Old School play is probably never going to be for more than a relatively small sub section of RPG gamers. And that's okay. Get out there, talk to people, recruit people totally new to the game. Play via internet, if you've got no other choice. It isn't bad and still feels like playing D&D.

And do remember this. Three or four years from now, the players are unlikely to remember much about the time they casually dispatched the Lizard King's guards after putting them to sleep, then sneaked into his treasure room while Mr. Lizard was busy eating lunch, stole his treasure chest and coolly sauntered out of his dungeon.

What they're going to remember forever is the firefight, down to the wire, one or two PC's down, all out melee, which they won with grit, daring and a timely lightening bolt or critical hit, finally killing that bastard Lizard and looting his treasure, limping out of the dungeon and calculating how much they would have to spend on getting a fellow PC resurrected. 


  1. I agree. I know there a some RPGs out there where combat is a fail. And that works for the system, but combat is a ton of fun. I get to roll all the 1s I want and complain about it with a smile afterwards.

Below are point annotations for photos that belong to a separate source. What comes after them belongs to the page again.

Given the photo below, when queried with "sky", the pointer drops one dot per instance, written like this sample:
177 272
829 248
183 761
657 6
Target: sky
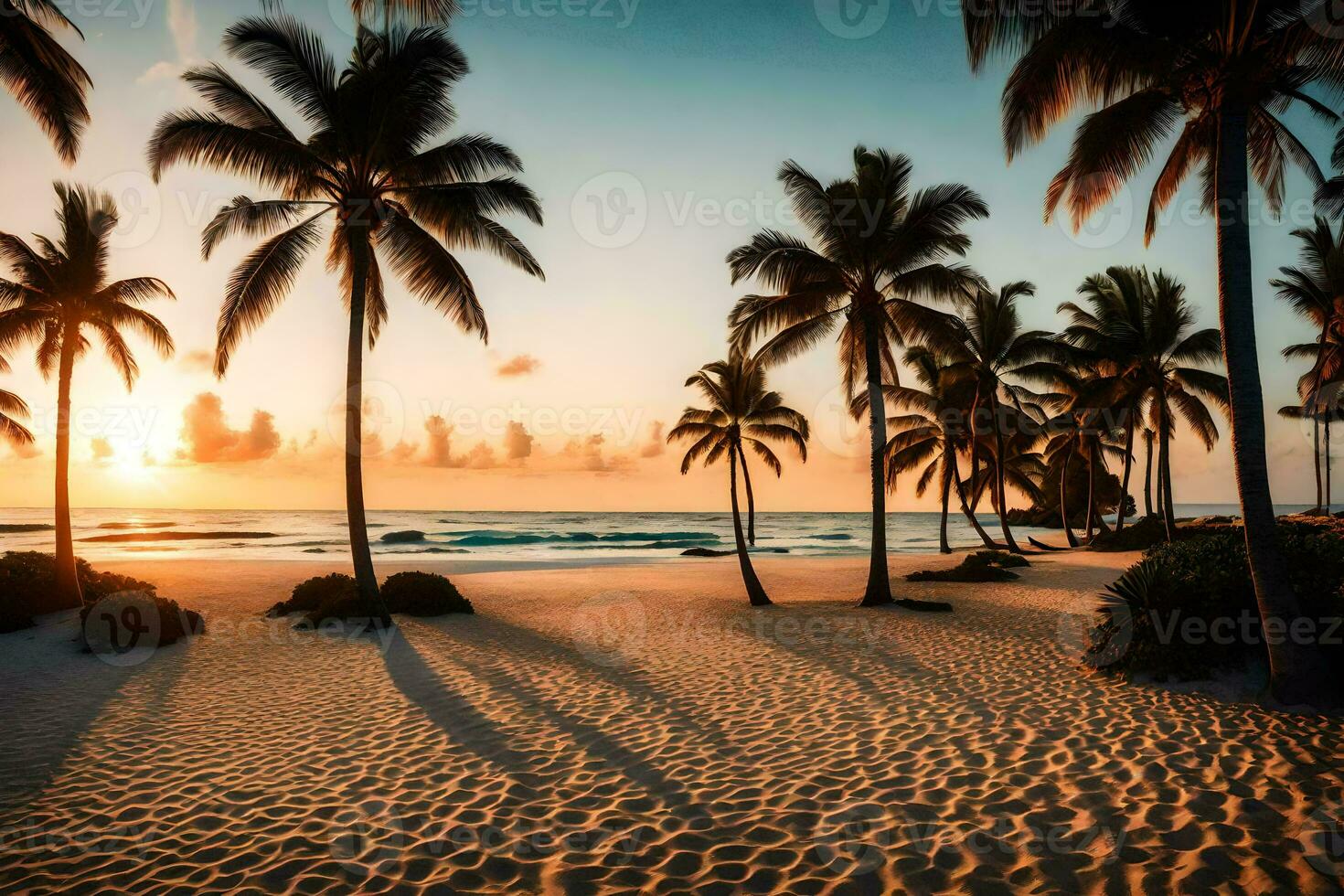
654 132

    1. For a great example of an RPG with combat as a fail state, look at Unknown Armies. When guns come out it's possible for a player character to get one-shotted in the first round of combat.

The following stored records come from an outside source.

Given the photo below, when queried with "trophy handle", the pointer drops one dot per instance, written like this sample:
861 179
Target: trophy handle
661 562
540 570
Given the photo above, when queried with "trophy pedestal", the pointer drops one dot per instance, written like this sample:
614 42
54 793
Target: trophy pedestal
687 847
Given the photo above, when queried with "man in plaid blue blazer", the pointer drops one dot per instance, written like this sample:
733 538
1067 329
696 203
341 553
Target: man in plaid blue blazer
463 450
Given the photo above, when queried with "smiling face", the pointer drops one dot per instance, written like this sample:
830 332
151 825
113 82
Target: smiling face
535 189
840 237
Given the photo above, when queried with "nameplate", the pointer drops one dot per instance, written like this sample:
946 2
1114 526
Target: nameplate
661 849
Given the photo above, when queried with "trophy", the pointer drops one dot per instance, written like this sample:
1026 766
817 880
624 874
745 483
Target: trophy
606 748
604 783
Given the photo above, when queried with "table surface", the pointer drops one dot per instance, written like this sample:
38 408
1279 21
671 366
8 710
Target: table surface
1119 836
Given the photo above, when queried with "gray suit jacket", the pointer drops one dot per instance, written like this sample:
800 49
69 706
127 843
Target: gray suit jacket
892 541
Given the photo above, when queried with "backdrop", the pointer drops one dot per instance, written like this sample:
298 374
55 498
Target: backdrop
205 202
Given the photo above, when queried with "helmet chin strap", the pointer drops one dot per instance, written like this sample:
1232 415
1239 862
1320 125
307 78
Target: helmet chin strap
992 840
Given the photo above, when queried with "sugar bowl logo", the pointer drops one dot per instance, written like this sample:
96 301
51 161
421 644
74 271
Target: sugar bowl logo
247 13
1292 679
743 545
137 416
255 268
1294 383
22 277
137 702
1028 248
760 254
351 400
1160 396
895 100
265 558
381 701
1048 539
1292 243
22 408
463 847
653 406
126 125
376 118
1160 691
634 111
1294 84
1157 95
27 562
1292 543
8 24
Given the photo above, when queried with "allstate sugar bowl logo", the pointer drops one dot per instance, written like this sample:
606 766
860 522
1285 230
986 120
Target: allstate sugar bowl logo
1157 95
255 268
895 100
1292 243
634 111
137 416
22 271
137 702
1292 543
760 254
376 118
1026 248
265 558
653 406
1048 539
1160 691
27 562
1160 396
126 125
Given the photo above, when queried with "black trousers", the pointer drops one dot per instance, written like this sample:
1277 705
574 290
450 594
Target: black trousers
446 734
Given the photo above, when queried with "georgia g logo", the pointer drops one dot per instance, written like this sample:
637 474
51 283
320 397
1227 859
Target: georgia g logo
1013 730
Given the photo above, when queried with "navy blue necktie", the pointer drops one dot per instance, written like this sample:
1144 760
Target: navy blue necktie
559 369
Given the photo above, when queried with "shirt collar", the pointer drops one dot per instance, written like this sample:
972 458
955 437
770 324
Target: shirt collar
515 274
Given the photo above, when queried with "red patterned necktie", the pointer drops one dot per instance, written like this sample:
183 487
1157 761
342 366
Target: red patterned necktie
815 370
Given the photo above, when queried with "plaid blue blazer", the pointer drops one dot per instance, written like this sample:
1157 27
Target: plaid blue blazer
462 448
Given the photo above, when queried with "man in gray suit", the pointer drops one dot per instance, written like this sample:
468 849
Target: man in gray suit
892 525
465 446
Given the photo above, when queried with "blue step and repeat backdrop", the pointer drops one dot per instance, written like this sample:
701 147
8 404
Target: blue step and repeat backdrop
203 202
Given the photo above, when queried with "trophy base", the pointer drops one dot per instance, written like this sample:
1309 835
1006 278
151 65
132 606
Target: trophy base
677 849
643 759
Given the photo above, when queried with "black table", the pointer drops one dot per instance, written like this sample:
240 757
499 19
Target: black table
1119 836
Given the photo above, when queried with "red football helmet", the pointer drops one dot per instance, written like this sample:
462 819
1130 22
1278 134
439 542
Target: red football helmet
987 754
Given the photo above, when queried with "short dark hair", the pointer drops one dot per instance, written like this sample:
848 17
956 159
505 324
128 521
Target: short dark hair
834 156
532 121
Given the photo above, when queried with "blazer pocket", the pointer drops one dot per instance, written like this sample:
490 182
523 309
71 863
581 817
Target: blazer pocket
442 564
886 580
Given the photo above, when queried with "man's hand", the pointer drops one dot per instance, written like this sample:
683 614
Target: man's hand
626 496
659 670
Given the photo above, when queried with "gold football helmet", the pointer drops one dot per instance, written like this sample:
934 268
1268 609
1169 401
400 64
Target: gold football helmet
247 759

      Of course, this is the same game system that starts the chapter on combat with a section titled "Six Ways to Avoid a Fight", so you can't say the players weren't warned.

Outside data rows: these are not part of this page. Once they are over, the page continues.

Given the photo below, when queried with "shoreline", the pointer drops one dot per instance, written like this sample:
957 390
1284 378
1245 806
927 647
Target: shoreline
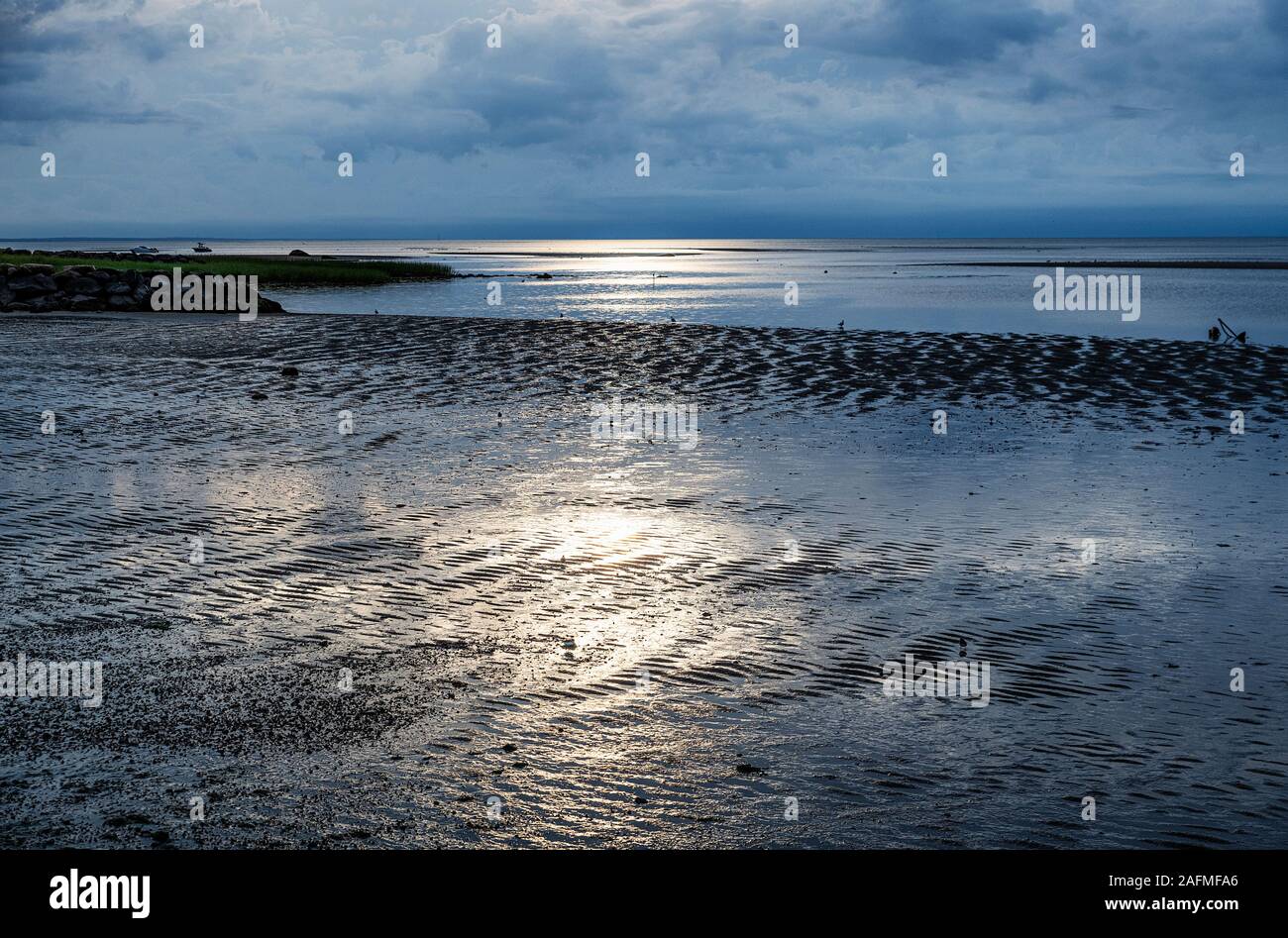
789 330
494 580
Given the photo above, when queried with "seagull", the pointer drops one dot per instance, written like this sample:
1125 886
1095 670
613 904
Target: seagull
1229 333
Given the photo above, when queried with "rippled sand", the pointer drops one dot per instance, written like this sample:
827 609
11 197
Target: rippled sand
631 643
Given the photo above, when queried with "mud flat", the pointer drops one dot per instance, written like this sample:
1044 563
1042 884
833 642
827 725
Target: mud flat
468 621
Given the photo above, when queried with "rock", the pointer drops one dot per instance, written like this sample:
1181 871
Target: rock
85 285
33 286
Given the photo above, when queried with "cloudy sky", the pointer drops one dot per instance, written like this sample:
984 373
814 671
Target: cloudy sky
746 137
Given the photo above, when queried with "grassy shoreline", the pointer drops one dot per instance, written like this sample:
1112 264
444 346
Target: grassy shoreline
271 270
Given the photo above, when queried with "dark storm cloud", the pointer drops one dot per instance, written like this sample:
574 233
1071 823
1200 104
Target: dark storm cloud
846 123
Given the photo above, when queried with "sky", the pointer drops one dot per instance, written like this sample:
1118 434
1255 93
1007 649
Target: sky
746 138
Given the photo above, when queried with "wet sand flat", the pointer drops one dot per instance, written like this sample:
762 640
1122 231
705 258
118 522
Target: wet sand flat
553 639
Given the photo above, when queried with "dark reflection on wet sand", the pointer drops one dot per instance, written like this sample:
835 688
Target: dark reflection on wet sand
630 643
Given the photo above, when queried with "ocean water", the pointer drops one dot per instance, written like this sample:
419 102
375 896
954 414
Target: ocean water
911 285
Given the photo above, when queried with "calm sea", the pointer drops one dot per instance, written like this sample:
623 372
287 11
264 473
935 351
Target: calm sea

      On the other hand, I haven't yet met a D&D or Pathfinder player who doesn't love combat.

  2. Absolutely! Although there certainly are times when it's best to AVOID combat cause you're gonna get dead real quick, I don't know any gamers who want to sidestep combat all the time. It's exciting!

  3. Right on. Somehow, some people have taken "Pick your fights, don't waste your resources, and when things gets bad, run" and turned it into a more hardcore than thou attitude. Combat is an integral part of the game - although, certainly, it is not a pure, balanced tactical combat game (which is what the attitude you describe is probably reacting to).

  4. Yes, this. Combat is great, and it's one of if not the main fun part besides checking to see if you leveled up. I'm all for being clever and sneaky and all of that, but combat is a big part of the enjoyment during the game and the stories after the fact.

  5. This is why I play so many Fighters.

  6. I love combat. My players love combat.

    It's just that we all have to remember that combat can be unpredictable; untimely deaths are on the table for both sides.

  7. I think you are suffering from selection bias. In D&D combat is not very lethal once you get past the first few levels compared to say Runequest and the rules don't give you a rich palette of alternatives like say GURPS so combat always looks like a good option. Some people like combat some people prefer other approaches where those options are supported by the rules set.

  8. In my couple years of playing dungeons and dragons, I have never once failed to enjoy a combat sequence. Combat shouldn't be a failed state, instead it should be used to spice up the adventure while adding atmosphere.

  9. I agree with you. If combat is the "failed state" of OSR play why are the vast bulk of the rules combat related?

  10. I loved combat. These days I run GURPS DF and it always has the potential to be highly lethal, and I was pleasantly surprised on two occasions when my players brokered peace instead of slaughter.